SCHOOL IMPROVEMENT MID-YEAR REFLECTION

Directions for School Leadership Team: As part of the February School Improvement Training we will engage in collaborative conversation and share best practices based on each school’s Mid Year School Improvement Reflections. After input from the leadership team, each school is asked to bring this completed form to the training.

1. Has your school made progress towards achieving the goal?

A. How do the structures and systems in place at your school ensure all facets of the school culture create

predictable environments and a school climate that supports your SIP goal?

B. What are the gaps that exist between your current state and your desired state?

C. How will you address them between now and the end of this school year?

A)  All teams meet weekly to study pacing charts and plan for implementation of grade level curriculum, as well as enrichment and remedial work. Sharing of best practices occurs as well. Teams study the learning goals and scales and develop new ones with student evidence to make sure Standards are being met, evaluated and student proficiency is being monitored.

B)  Data collection is extensive, and includes analysis of i-Ready benchmarks assessments, unit test analysis of errors, and other available data points. The desired state is to have all children’s needs addressed. However, it is found that in the interest of moving ahead with the curriculum to keep up with the pacing guides, sufficient planning of time for remedial work is not met.

C)  We are in the continual process of having children switch for remedial work, such as with the Leveled Literacy Intervention daily instruction to allow children the best opportunity to finish the year reading on grade level.

2. Have alterable barriers been eliminated or reduced? (Alterable barriers are in-house infrastructure mechanisms such as scheduling, class structures, teacher attendance, student attendance, staff development plan, etc.)

A. What evidence do you see that a barrier has been reduced or eliminated?

B. What evidence do you have that the barriers are wide-reaching and will help you achieve your goal?

C. If progress towards eliminating the barrier is not sufficient, where or what is the breakdown?

D. Did you identify other barriers that could serve as effective re- entry points into the plan?

A)  Barriers of scheduling remedial reading (double dose & interventions with LLI) has been eliminated by meeting with each team, creating spreadsheets of children’s BAS levels, identifying those needing additional remedial instruction, and working with the teams to group those students into similar levels. All LLI groups are implemented at the same time within a grade level to allow children to “walk to read” among the team.

B)  All teachers keep records of the students LLI progress and continually are progress monitoring them. Grade level schedules were created with the students’ spreadsheet of reading levels.

C)  Progress for scheduling has been successful within each grade and teams meet periodically to evaluate the students’ progress. Students that have reached their BAS level goal are exited from the intervention. Also, new students are identified and groups are continually reorganized.
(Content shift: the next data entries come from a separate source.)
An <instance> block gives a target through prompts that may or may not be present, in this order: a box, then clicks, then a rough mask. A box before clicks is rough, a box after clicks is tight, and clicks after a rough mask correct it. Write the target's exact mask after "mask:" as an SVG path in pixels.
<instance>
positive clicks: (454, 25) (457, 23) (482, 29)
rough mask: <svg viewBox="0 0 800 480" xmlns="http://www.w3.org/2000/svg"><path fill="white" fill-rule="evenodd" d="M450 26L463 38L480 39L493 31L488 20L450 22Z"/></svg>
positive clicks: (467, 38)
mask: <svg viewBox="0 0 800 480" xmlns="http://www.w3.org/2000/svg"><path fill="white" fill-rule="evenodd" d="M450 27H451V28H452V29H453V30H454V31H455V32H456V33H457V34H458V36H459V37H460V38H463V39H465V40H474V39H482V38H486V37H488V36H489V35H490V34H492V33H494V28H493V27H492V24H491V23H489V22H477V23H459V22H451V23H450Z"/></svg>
D)  Other barriers into the plan were sufficient materials so that each teacher implementing the program has their own lesson guides, sufficient materials for student instruction, and teacher training of the program. All three barriers have been removed by planning and meeting these barriers.

3. Are your strategies being implemented with fidelity?

A. Were decisions to continue, intensify, modify, or terminate strategies or action steps based on specific evidence?

Strategies are being met with fidelity. Teachers adhere to the schedule for their LLI instruction. Children are continually being monitored to assure they are making progress within the groups. If a child is not making progress, they are flagged and reevaluated so that they can be moved into a group for additional instruction within the level they are at.

4. What are your benchmarks for success?

A. How will you progress towards your goal to impact student achievement?

B. What is your desired state?

C. What gaps exist between your current state and your desired state?

A) Our goal continues to be working with struggling readers to optimize their opportunity to reach grade level reading proficiency.

B) Our desired state is to increase all students’ learning gains and work towards the goals set for each student in K-5.

C) We still have some children that are not closing their reading level gaps in enough time to complete their grade on grade level. Many of these children are in RtI to review their progress and work on their intervention progress.